Data in AWS Data Exchange - AWS Data Exchange User Guide

Data in AWS Data Exchange

Data is organized in AWS Data Exchange using three building blocks:

  • Assets – A piece of data

  • Revisions – A container for one or more assets

  • Data sets – A series of one or more revisions

These three building blocks form the foundation of the product that you manage using the AWS Data Exchange console or the AWS Data Exchange API.

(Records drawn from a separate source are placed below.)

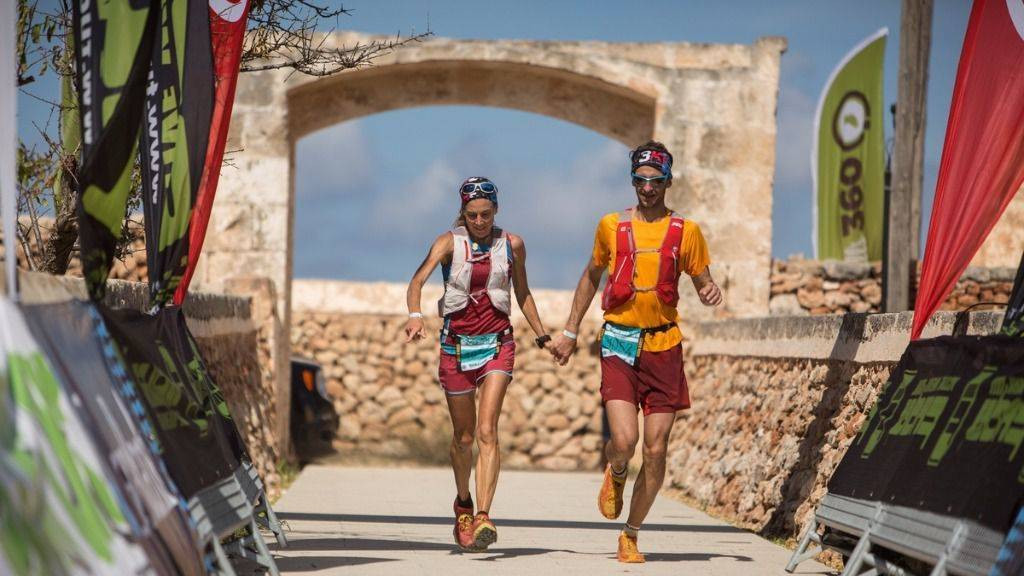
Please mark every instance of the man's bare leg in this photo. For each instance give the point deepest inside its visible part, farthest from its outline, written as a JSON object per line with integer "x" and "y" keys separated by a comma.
{"x": 625, "y": 434}
{"x": 462, "y": 408}
{"x": 492, "y": 394}
{"x": 656, "y": 428}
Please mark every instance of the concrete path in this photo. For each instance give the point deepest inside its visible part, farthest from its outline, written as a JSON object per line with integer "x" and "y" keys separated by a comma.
{"x": 398, "y": 521}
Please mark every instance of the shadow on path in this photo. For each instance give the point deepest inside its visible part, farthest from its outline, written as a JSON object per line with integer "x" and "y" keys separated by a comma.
{"x": 351, "y": 544}
{"x": 564, "y": 525}
{"x": 304, "y": 564}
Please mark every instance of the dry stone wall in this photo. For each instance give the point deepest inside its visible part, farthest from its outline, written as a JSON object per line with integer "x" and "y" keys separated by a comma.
{"x": 776, "y": 401}
{"x": 389, "y": 401}
{"x": 802, "y": 287}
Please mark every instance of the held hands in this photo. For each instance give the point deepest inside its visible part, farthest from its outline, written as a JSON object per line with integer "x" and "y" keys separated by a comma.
{"x": 414, "y": 329}
{"x": 710, "y": 294}
{"x": 561, "y": 347}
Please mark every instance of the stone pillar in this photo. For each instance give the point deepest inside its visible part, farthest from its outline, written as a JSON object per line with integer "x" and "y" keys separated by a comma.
{"x": 720, "y": 126}
{"x": 250, "y": 227}
{"x": 274, "y": 351}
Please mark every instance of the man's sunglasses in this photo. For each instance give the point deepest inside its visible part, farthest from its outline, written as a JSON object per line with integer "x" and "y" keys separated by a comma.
{"x": 653, "y": 180}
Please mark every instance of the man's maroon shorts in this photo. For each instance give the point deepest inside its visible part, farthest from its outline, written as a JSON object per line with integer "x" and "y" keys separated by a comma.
{"x": 656, "y": 382}
{"x": 455, "y": 381}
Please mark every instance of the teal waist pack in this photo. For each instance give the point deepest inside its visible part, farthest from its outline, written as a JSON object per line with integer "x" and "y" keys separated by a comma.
{"x": 622, "y": 341}
{"x": 475, "y": 351}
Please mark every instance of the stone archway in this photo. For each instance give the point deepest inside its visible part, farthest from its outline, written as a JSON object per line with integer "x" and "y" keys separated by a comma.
{"x": 714, "y": 106}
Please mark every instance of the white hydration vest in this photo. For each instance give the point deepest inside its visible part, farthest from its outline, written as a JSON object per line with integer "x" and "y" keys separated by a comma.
{"x": 457, "y": 294}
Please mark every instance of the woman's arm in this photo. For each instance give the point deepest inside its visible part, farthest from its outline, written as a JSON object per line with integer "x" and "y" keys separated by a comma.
{"x": 521, "y": 286}
{"x": 586, "y": 289}
{"x": 439, "y": 251}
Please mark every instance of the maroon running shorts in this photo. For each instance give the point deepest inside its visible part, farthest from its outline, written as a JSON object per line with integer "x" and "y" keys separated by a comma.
{"x": 656, "y": 382}
{"x": 456, "y": 382}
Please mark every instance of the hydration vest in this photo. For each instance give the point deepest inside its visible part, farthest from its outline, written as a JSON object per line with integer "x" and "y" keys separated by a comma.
{"x": 457, "y": 286}
{"x": 621, "y": 286}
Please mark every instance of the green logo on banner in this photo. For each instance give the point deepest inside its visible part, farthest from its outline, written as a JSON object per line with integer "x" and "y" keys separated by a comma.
{"x": 848, "y": 158}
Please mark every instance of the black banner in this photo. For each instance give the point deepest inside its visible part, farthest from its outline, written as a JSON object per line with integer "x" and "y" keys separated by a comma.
{"x": 175, "y": 137}
{"x": 113, "y": 41}
{"x": 76, "y": 341}
{"x": 1013, "y": 324}
{"x": 187, "y": 409}
{"x": 947, "y": 433}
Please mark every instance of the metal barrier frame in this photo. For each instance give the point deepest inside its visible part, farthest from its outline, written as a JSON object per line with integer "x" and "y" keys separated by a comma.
{"x": 953, "y": 546}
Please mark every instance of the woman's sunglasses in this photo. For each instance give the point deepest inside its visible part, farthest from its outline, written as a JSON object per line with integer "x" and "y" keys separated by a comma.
{"x": 470, "y": 188}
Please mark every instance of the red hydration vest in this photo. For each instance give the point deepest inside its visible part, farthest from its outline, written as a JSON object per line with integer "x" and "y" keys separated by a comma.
{"x": 621, "y": 287}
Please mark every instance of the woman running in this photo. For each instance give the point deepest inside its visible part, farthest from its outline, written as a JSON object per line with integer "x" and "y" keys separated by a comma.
{"x": 479, "y": 263}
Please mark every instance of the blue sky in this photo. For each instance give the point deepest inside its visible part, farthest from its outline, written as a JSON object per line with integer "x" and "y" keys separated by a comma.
{"x": 343, "y": 204}
{"x": 345, "y": 197}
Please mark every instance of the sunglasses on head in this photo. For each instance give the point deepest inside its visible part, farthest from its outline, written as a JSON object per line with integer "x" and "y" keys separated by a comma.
{"x": 653, "y": 180}
{"x": 470, "y": 188}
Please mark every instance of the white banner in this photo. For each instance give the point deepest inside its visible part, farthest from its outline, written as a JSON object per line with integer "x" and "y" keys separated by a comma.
{"x": 8, "y": 138}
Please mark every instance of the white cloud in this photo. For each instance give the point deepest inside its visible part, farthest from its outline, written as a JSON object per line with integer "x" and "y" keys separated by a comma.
{"x": 320, "y": 155}
{"x": 408, "y": 208}
{"x": 793, "y": 145}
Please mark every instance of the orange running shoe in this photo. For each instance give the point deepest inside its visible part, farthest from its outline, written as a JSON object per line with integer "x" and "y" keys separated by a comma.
{"x": 609, "y": 499}
{"x": 484, "y": 532}
{"x": 463, "y": 526}
{"x": 628, "y": 551}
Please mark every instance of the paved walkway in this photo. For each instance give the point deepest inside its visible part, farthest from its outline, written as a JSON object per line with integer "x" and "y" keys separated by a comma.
{"x": 397, "y": 521}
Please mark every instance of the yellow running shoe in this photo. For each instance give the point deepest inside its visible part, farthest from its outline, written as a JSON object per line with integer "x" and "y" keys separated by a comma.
{"x": 628, "y": 551}
{"x": 609, "y": 499}
{"x": 463, "y": 531}
{"x": 484, "y": 532}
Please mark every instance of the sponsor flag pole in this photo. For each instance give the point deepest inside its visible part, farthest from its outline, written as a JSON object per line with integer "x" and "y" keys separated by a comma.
{"x": 8, "y": 139}
{"x": 227, "y": 28}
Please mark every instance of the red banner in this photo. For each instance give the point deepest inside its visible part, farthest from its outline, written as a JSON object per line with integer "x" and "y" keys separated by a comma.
{"x": 983, "y": 155}
{"x": 227, "y": 28}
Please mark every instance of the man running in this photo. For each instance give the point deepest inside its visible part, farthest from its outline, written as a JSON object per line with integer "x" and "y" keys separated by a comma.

To create, view, update, or delete data sets, you can use the AWS Data Exchange console, the AWS Command Line Interface (AWS CLI), your own REST client, or one of the AWS SDKs. For more information about programmatically managing AWS Data Exchange data sets, see the AWS Data Exchange API Reference.

Assets

The Amazon Redshift datashare feature is in preview release for AWS Data Exchange and is subject to change.

Assets are the data in AWS Data Exchange.

The type of asset defines how the data is delivered to the subscriber through the data sets and products that contain it.

An asset can be any of the following:

  • A file stored on your local computer

  • A file stored as an object in Amazon Simple Storage Service (Amazon S3)

  • A REST API created in Amazon API Gateway

  • An Amazon Redshift datashare (preview)

Asset structure

Assets have the following parameters:

  • DataSetId – The ID of the data set that contains this asset.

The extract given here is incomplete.